En même temps, il ne s’agit là que de recommandations d’un blogger. Je serais par exemple très intéressé de connaître le processus de développement produit de Décathlon, entreprise française de grande distribution que je trouve très innovante, avec de l’innovation qui touche le grand public au quotidien.
Nous sommes tous les deux des grands consommateurs de livres sur le management et l’innovation (voir la liste des livres recommandés) . Quel livre recommanderiez-vous à mes lecteurs ?

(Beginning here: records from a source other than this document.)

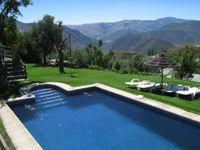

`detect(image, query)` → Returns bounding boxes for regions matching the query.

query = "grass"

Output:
[26,64,200,114]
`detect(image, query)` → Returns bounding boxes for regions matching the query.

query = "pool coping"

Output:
[0,82,200,150]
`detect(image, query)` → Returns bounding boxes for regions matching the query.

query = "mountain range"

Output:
[17,21,96,48]
[18,17,200,52]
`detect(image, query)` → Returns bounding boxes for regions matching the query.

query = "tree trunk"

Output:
[43,54,47,66]
[58,51,64,73]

La liste de votre blog est déjà très complète ! Je rajouterais comme évoqué ci dessus The Myths of Innovation de Scott Berkun, The Future of Management de Gary Hamel, The Kowing Doing Gap de Sutton et Pfeiffer, l’avenir du Management de Peter Drucker, Liberté et Compagnie de Isaac Getz.
Le management étant une science sociale, je suis convaincu qu’il y a une corrélation étroite entre la dimension vertueuse du management et les résultats obtenus (le principe de WL Gore expliqué par Terry Kelly : Ethical standards minimize business risks) ; aussi l’ouvrage le plus important selon moi est-il probablement le Petit Traité des Grandes Vertus d’André Comte Sponville.
Merci beaucoup pour cette interview !
Cecil Dijoux est Coach Lean IT à Operae Partners. Il est aussi blogger sur #hypertextual (un article cité par le nytimes.com), conférencier (USI 2012, Social Business Forum Milan 2012, Master Class Entreprise 2.0 à la Commission Européenne ou à l’INSEP) et auteur de #hyperchange : petit guide sur la conduite du changement dans l’économie de la connaissance. Après 25 ans dans l’opérationnel et de longues réflexions sur le management Cecil est aujourd’hui convaincu que le Lean est le mode de management le plus pertinent au 21ème siècle. En permettant de développer les équipes à travers la résolution rigoureuse de problème, le Lean permet de créer des organisations résilientes et engagées avec la satisfaction du client comme objectif. Dans ce cadre, Cecil accompagne les équipes et les managers IT pour les aider à créer un environnement dans lequel la direction de l’organisation, l’équipe et le client sont tous gagnants.